A 18 ans, après des études techniques, Jules suit la trace de son père dans les bureaux d’études des cycles Peugeot. Il débute en compétition en 1906 sur voiturette Lion-Peugeot, en remportant la course de côte du Ballon d’Alsace.

C’est le début d’une carrière hors-normes chez Peugeot et de succès exceptionnels en course. Son palmarès, de 1906 à 1927, comprend 47 participations à des compétitions de premier plan, dont 27 victoires, et des records mondiaux.

En 1921, il change de constructeur pour Ballot et en 1925, pour Bugatti.

C’est ensuite au développement de l’automobile qu’il se consacre, en travaillant sur les lubrifiants et les carburants.

1909

Les visages de Goux et du mécanicien Duvernoy sont marqués par la fatigue. Le concessionnaire Peugeot à Madrid, juché à l’arrière, ne cache pas sa joie. On remarque la bande toilée gainant le volant et les pneus « à rivets ». Jules Goux venait de gagner la coupe de Catalogne, prés de Barcelone, 364 km à la moyenne de 57,600 km/h.
Voiturette Lion-Peugeot n°3, moteur bicylindre en V de 1930 cm3 (ingénieur Michaux). 20 mai 1909.

1911

En 1911, Jules Goux obtient son brevet de pilote d’avion. Le voici aux commandes d’un

avion monoplan Rossel-Peugeot (moteur Gnôme 50 HP, hélice Reggy, surface 20 m², poids 350 kg. Pendant la Grande Guerre, il servira dans l’aviation comme observateur.

1911-1912

Grand Prix de Boulogne 1911. Jules Goux sur Peugeot. Notons les pneus à rivets très visibles sur cette photo.
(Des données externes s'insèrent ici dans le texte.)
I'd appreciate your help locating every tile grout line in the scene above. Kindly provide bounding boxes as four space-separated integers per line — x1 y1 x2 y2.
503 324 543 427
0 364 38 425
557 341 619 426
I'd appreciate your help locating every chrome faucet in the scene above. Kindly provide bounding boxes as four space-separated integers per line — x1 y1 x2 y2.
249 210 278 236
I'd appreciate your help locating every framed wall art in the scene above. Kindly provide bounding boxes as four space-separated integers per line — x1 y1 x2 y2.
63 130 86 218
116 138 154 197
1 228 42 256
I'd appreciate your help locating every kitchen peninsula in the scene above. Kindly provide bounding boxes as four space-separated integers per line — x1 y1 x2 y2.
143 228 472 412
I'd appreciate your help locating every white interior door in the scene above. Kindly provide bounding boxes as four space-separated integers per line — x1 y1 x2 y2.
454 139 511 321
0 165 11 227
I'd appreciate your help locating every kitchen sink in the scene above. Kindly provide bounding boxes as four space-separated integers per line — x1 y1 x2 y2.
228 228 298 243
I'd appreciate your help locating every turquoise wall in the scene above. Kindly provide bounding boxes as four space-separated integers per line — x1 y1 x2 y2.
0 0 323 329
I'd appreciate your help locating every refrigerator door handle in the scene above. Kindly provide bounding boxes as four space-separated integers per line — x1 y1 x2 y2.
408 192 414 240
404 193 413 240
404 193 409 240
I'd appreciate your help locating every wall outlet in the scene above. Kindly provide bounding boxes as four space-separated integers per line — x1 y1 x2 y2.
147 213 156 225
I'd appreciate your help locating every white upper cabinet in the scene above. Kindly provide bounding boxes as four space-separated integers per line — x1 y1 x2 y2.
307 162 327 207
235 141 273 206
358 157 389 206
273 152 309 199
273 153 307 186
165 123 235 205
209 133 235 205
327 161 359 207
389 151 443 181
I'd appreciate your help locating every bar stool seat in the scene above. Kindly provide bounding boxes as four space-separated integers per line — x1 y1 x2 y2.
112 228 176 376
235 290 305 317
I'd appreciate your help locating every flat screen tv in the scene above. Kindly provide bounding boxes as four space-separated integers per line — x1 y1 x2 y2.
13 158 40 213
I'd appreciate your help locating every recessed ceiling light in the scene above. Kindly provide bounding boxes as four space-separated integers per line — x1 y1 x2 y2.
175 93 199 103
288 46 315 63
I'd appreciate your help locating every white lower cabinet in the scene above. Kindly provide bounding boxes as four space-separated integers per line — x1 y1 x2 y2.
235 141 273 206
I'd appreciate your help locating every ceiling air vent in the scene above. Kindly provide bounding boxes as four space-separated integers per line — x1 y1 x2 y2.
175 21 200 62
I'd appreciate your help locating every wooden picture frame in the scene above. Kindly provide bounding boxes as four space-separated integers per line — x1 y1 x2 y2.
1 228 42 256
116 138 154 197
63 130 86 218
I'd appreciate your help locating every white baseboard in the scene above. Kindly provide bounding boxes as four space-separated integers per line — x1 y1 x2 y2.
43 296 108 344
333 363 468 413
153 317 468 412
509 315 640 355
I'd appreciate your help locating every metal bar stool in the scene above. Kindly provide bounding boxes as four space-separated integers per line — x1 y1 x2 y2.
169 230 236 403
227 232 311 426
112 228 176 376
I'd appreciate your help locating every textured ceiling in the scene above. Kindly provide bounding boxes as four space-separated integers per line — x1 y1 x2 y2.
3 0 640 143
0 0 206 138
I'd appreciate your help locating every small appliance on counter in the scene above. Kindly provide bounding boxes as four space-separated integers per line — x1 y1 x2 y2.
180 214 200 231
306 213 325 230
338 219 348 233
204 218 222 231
Course de côte du Mont Ventoux, le 6 août 1911. La pente moyenne est de 10%, et de 13% les trois derniers kilomètres. En 2ème catégorie, Jules Goux est vainqueur à la moyenne de 56,500 km/h.

 

La hauteur inhabituelle du capot s’explique par la formule du moteur, devant respecter une sévère limitation de l’alésage, compensée par une course monstrueuse : bicylindre en V de 80 x 280 mm, soit une cylindrée de 2 813 cm3. On remarque aussi la transmission par chaîne, de mise à cette époque. Mais ces formules, ainsi que les très grosses cylindrées sont déjà démodées, et les américains ont fait évoluer leurs bolides. Les européens doivent réagir.

Une nouvelle aventure commence pour Peugeot, Jules Goux et les « charlatans »…

Grand Prix ACF de Dieppe 1912. 

Grand Prix du Mans 1912. (ce ne sont pas encore les 24 heures qui débuteront en 1923)

1913

LES RECORDS DE 1913, par Jules Goux et Georges Boillot.

 

LES RECORDS DE 1913, par Jules Goux et Georges Boillot.

La L76 de Dieppe 1912 est transformée, allégée, et aménagée en monoplace type « torpille » pour battre plusieurs records les 10 mars et 12 avril 1913, à Brooklands (G-B), dont le record de l’heure (à 170,588 km/h) et le record universel de Vedrines sur monoplan Deperdussin qui était de 167,800 km/h. Les avions sont battus par les automobiles.

Le demi-mile lancé, l’heure, les 50 miles, les 100 miles,

les 150 miles, à plus de 170 km/h.

1913

Grand Prix ACF 1913 Amiens.

Grand Prix de Boulogne sur mer 1913.

INDIANAPOLIS 1913

27 voitures au départ, 10 à l’arrivée

Le 30 mai 1913, c’est l’apothéose pour Jules Goux, vainqueur du Grand Prix d’Amérique.Il a parcouru les 200 tours de l’autodrome (soit 500 miles ou 804,500 km) à la moyenne de122,155 km/h, en 6 h 35 m 05 s. La Peugeot L76 (pour une cylindrée de 7,600 L, ramenée réglementairement à 7,4 L) a fait merveille. Cette victoire sur les « Grandes Sportives» américaines (la Mercer devancée de 13 minutes et la Stutz arrivée en feu !) aura un retentissement mondial. Après évolution en 3 L (fin 1913), ce moteur sera le plus copié de tous temps.

1913-1914

De nouvelles voitures sont construites en 1913, et la gamme s’élargit, souvent suite à des limitations réglementaires. La Peugeot EX 3 est conçue par les « charlatans » : moteur de 5 655 cm3 (100 x 180) 115 ch, 2 ACT commandés par cascade de pignons, nouveau châssis.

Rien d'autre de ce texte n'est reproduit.